No civil rights movement comes out of nowhere. There can be agitation at the grassroots, but without national organization, it is rarely effective. The Black civil rights movement required organizations like SNCC and the SCLC to harness the anger and resentment on the streets and turn them towards effective political action.
It is possible that a new Jewish organization will rise that is willing to do the same, but it is better to use one that already exists. In this case, the ADL is uniquely positioned to become such an organization. It already has a national profile, considerable resources, name recognition, political connections, experienced leaders, and a weighty and still respected presence in the Jewish community.
What is required, however, is for the ADL to move. By this, I do not only mean that it must act. It must also effect a change within itself. It must forgo the old Diaspora mentality of “don’t make trouble” because trouble will “only make things worse.” It must overcome the fear of backlash because the lash is already on our backs. It must understand that, in the face of antisemitism, nihilism, and terror, the only viable response is resistance. Non-violent resistance, perhaps, but resistance all the same.
The reserve army of American Jews
Should this change occur, the ADL will not be crying into the void. If I have learned anything over the past two years, it is that American Jews are mad as hell and they can’t take it anymore. They want to resist, but have not been given the means to do so. If someone gives them the means, they will seize upon it with everything they have.
Moreover, there is a new generation of Jews out there who, contrary to media hype, are not alienated from their Jewish identity or Zionism. They are young, passionate, dedicated, and painfully aware—in a way older generations are not—of how serious the situation actually is. They have been on those campuses and in those streets. They have seen the face of the monster. They know the monster must be destroyed if American Jews are to survive as both Jews and Americans.
There is, in other words, a massive reserve army of American Jews that can be called upon. But they lack the organization and resources to undertake the struggle themselves. It is too large and ominous for any but the largest and most powerful to undertake.
Whether the ADL is the largest or most powerful American Jewish organization is debatable, but it is unquestionably large and powerful, and if it returns to its original mission as the vanguard of Jewish civil rights, it could become larger and more powerful still. It could finally accomplish all it set out to do over a century ago.

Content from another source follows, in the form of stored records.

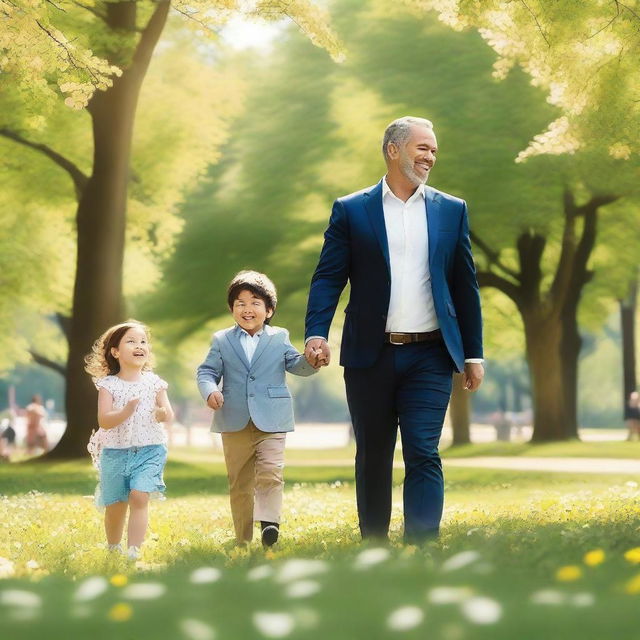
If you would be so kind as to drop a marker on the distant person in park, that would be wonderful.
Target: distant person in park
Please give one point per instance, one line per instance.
(129, 449)
(36, 433)
(7, 434)
(253, 410)
(632, 415)
(413, 318)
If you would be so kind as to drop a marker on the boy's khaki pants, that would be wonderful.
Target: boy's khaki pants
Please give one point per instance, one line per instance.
(255, 466)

I do not know whether the ADL and its current leadership are capable of rising to this great and hazardous moment. I do know that they may be the only ones who can. That is for them to decide. But they should remember that, as the great sage Rabbi Tarfon said, “The day is short, the work multiplies, the workers are lazy, the reward is great, and the master of the house is impatient.”


Great stuff. No business as usual without civil rights for Jews. Hope someone at the ADL reads this and takes it to heart.
The ADL lost the plot years ago, and ignored any of us that tried to point it out. Feckless.